Gabriel Said 18 de fevereiro de 2020

O primeiro Fla-Flu de 2020 não prometia nada demais, o time da Gávea ia para o jogo com a inteira comissão técnica e de jogadores alternativos, praticamente sub-20 contra um Fluminense com força máxima. O resultado foi uma protocolar vitória tricolor como é de se esperar em situações assim. Esse jogo que prometia ser pouco relevante para a história centenária do clássico acabou virando notícia nos próximos dias por causa das arquibancadas.

Alguns dias após o jogo seria o lamentável aniversário de um ano do incêndio no Ninho, que tirou a vida de dez garotos e deixou outros tantos feridos.
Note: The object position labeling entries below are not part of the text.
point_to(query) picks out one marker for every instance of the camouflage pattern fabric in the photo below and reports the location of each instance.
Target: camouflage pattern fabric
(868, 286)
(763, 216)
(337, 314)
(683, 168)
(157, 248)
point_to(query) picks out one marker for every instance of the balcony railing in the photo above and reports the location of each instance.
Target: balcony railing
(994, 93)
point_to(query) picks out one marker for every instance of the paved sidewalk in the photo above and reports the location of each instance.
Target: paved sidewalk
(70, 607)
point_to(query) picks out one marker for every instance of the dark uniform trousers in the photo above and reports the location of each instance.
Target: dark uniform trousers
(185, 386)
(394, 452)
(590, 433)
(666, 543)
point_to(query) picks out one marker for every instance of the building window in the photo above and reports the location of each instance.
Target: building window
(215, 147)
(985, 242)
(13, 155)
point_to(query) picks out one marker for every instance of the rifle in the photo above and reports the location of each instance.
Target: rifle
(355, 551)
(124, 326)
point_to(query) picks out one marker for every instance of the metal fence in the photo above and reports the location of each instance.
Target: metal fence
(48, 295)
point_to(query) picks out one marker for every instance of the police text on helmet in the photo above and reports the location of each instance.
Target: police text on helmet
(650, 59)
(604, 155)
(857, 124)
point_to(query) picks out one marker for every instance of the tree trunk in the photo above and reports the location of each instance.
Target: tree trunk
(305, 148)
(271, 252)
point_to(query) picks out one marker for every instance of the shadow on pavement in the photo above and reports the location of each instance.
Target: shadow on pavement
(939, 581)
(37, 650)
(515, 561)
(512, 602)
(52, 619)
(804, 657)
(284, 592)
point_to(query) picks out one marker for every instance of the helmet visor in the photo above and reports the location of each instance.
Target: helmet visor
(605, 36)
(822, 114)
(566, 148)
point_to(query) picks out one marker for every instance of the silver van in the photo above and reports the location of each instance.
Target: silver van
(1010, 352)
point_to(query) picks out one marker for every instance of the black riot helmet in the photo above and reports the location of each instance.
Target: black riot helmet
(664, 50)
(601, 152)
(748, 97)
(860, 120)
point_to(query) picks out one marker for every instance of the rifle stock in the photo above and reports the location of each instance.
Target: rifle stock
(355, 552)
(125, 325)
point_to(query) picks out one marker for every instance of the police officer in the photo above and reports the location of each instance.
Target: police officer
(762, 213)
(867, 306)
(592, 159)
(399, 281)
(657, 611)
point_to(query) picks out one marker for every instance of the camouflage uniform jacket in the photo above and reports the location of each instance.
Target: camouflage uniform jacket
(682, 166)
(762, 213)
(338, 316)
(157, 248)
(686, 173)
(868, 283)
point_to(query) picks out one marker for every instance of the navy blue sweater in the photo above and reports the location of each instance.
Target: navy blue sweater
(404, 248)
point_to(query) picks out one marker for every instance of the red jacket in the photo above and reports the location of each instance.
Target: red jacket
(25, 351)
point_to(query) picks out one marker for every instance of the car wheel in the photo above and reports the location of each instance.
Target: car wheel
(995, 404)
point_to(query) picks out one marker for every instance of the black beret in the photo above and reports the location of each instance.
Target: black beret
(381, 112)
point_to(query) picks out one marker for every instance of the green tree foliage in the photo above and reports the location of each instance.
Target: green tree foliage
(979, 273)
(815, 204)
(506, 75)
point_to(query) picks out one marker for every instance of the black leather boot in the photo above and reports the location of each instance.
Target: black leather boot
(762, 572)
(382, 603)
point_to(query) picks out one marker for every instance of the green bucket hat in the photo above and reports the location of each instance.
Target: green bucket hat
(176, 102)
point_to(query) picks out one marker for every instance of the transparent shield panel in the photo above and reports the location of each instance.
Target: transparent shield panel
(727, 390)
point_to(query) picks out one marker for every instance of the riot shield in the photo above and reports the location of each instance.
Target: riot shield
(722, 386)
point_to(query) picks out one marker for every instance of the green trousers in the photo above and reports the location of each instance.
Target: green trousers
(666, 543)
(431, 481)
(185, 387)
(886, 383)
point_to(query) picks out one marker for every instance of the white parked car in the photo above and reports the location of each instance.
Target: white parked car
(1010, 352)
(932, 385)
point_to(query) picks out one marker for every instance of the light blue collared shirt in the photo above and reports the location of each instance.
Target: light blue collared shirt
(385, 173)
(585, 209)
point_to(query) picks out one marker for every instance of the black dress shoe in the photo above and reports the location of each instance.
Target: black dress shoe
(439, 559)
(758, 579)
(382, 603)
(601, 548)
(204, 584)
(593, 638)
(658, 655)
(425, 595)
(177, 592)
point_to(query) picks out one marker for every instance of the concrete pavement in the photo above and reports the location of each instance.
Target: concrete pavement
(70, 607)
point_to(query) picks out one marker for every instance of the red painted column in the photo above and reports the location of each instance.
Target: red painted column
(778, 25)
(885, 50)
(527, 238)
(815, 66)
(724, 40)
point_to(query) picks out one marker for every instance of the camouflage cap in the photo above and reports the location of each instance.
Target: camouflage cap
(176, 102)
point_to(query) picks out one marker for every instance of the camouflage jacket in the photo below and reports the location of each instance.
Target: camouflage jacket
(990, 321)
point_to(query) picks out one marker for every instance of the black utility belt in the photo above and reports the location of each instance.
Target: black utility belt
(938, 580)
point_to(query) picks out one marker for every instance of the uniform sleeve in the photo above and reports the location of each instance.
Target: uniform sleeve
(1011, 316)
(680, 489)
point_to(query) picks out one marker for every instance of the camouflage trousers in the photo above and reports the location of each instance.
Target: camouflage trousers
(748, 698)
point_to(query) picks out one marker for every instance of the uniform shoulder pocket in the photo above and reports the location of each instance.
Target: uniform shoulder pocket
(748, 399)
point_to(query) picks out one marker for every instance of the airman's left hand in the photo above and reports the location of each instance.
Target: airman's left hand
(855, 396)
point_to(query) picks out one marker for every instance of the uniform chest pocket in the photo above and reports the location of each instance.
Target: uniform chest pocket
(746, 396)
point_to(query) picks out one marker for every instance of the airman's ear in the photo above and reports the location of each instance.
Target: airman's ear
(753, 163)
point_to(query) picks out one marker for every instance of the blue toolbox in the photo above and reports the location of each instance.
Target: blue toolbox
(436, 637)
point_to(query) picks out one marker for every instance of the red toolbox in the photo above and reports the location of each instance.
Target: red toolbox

Nesse contexto, a torcida do Fluminense cantou no Maracanã de forma provocatória “time de assassino”. A provocação é evidentemente movida a paixões e rivalidades clubísticas assim como é comum em um estádio, o que não justifica discriminação e violência.

O Tribunal de Justiça Desportiva do Rio de Janeiro (TJD-RJ) julgou o caso no dia 11 de fevereiro e o Fluminense foi punido com multa de 25 mil reais, a ser convertido em advertência. No dia seguinte Mario Bittencourt, presidente do Fluminense, usou sua conta no Instagram para parabenizar os advogados pelo “brilhante trabalho” de defesa e solicitar à torcida tricolor não repetir os gritos para evitar reincidência e punição severa ao clube.

Fla-Flu na final do Campeonato Carioca de 2017. Foto: acervo pessoal.

No dia 12, outro clássico. Desta vez pela semifinal da Taça Guanabara. A torcida do Fluminense trocou o canto do jogo passado por “paguem as famílias” e a torcida rubro-negra respondeu com “time de viado”, com um agravante que os narradores contratados pelo Flamengo para a FlaTV – canal oficial do clube no YouTube – também fizeram uma série de comentários homofóbicos em direção ao Fluminense. Apesar da reticência da Procuradoria do TJD-RJ, a denúncia foi feita e até o momento que escrevo ainda não houve julgamento. O Flamengo emitiu uma breve nota de repúdio em sua conta do Twitter.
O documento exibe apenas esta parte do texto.